Roaches are the tough guys of the bug world. Supposedly, they can withstand an atomic blast, right? And right now you’re thinking you’ll never be able to control the nastiest of the nasties with anything natural. Well, look no further than your own garden. It seems roaches don’t like catnip! That’s right, that little dried weed that gets Fluffy crazy-drunk repels roaches. Simmer some catnip in a pot of water and then cool. Place this in a spray bottle and spritz along cupboards and floorboards where roaches like to travel. Catnip sachets made with little squares of cheesecloth can be placed on top of the fridge, in between the cabinets and the ceiling and other high places where spritzing can be difficult. Fluffy may just have to get used to the constant high in the kitchen, although other cats have not seemed to notice it in their homes.
Of course, the best deterrent for roaches is cleanliness before you start spritzing, vacuum the floors and wash down all surfaces with good, hot soapy water. Keeping food and dirty dishes off counters and out of sinks may be your easiest and most natural defense against cockroaches.

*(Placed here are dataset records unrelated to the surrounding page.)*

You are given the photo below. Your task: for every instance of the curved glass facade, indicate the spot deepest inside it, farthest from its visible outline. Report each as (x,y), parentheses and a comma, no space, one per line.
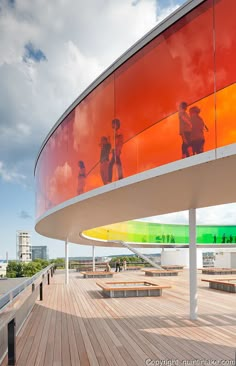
(173,98)
(163,234)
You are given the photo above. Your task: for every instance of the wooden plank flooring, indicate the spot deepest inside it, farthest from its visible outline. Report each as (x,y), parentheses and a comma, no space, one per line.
(74,325)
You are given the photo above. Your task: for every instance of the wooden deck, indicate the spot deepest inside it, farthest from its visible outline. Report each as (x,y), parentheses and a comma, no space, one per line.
(75,325)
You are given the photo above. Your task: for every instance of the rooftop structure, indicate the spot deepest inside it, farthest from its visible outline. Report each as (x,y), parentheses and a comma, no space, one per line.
(153,134)
(23,246)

Ants at a picnic are one thing. Ants at a dinner party are another. Ants can be extremely difficult to get rid of because the colony can be quite large – large, hungry and always on the lookout for more food. Again, your best, and first, line of defense is to remove what they’re looking for. Keep open food and dirty dishes off the counters. Wash up any sticky spills and spots. Put the honey, pancake syrup and jelly containers in the fridge or in plastic storage bags – the type work best. Eliminate their source of water by stopping all leaks and drips and not leaving any dishes soaking overnight.

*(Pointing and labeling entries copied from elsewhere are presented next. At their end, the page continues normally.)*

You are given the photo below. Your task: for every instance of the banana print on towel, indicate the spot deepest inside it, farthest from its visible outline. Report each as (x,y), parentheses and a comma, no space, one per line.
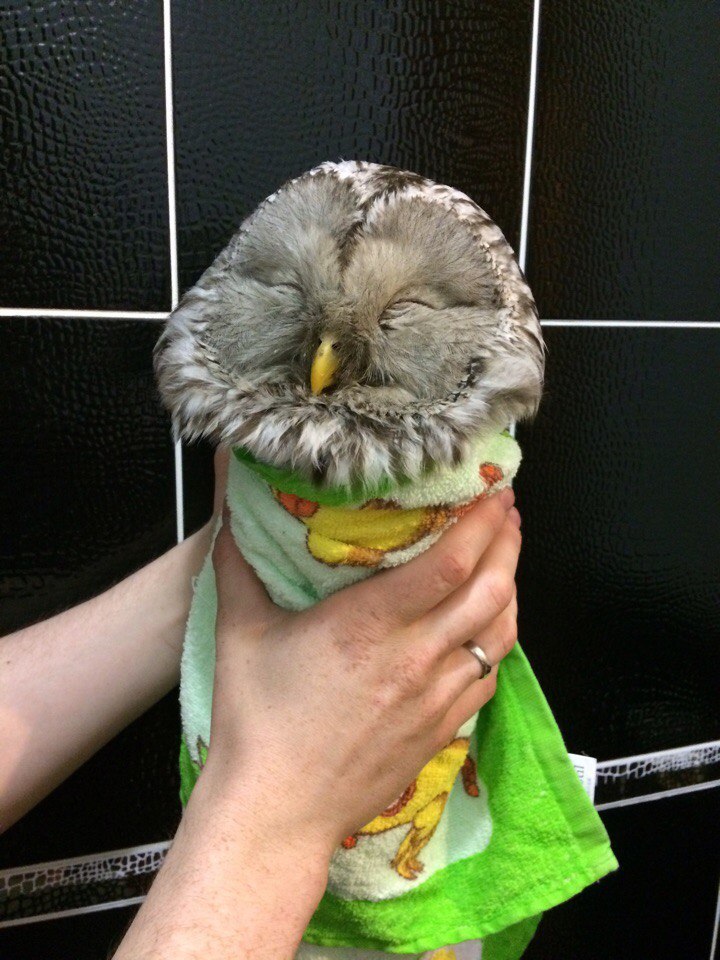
(375,534)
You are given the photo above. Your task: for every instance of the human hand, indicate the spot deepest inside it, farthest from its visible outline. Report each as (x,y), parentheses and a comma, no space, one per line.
(328,714)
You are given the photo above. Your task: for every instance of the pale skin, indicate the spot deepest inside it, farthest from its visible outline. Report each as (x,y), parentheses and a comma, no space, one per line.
(349,706)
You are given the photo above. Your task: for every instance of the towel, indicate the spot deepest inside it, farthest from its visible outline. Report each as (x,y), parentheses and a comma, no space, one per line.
(496,828)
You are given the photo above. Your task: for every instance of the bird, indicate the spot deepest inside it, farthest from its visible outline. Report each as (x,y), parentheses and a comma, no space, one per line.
(363,323)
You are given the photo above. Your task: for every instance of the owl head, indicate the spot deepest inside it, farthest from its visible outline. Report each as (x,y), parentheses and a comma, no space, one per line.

Your next important step in the natural war on ants is to find their point of entry, or the closest point of flat surface to their point of entry. Once you’ve discovered where they’re coming in, you have a few choices. Ants don’t like cayenne, cinnamon, or cloves, so sprinkling a line of either on your counter or floor near their trail should deter them from coming in. A piece of string or yarn can be soaked in citrus oil, cinnamon oil or lemon juice and placed into cracks where ants enter. Line a windowsill or counter top with coffee grounds. Live ants are stopped with a spritz of soapy water. Ants on a deck or porch outdoors can be diverted by placing garlic cloves in between the floorboards. Mint leaves, even herbal mint tea bags, can be placed in areas where ants are known to travel. So, pick one of the above, or try several. Send them scouting elsewhere!

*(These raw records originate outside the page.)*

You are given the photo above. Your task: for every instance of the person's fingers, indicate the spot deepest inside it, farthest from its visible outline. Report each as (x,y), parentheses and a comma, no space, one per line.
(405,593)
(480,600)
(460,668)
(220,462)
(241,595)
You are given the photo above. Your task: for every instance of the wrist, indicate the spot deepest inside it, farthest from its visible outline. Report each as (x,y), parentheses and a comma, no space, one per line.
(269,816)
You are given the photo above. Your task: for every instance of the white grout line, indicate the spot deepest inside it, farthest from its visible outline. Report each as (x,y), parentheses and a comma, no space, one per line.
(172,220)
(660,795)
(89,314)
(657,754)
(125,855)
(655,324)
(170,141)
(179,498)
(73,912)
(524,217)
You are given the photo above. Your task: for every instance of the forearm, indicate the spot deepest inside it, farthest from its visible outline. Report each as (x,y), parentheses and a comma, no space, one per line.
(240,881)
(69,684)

Spiders are not only a nuisance, but also a health hazard, as well. Brown recluse bites can cause death, amputation and disfigurement. Black widows have been known to make victims ill, (though no one has died from a black widow bite in the US in the last ten years.) In short, they may keep other insects like flies and moths at bay, but they can be risky to have around. Spiders, by nature, are a bit harder to be rid of, as they like to live in out-of-the-way, hard-to-access places. They take a bit more precaution, too, on your part. Remember to always wear long sleeves, pants and gloves when searching and destroying spider habitats.
Spiders like the dark spaces under beds, couches and chairs. They love any little crack in brick or paneled walls. They also love to hide in the cracks between the woodwork and the doors and windows of our homes. If a broom can’t reach them, try the vacuum hose with the crevice tool attachment. Spiders like to hide in clutter and clothing that’s been lying about, as well, so it’s best to keep things picked up.
Spray spiders directly with one of the following essential oils: rose, citronella, lavender, peppermint, cinnamon, tea tree or citrus. Mix 5 tablespoons of any of the above oils with 5 tablespoons natural lavender soap in a quart of water to create a spider repellent spray. This can be used to spray the foundation of your home, around windows and doors, even inside the outside trash bins to keep the pesky eight legged critters out of your space.
Natural pest control needn’t be smelly, dangerous chemicals and high exterminating bills. You can keep your home free of pests and free of environmental dangers, too.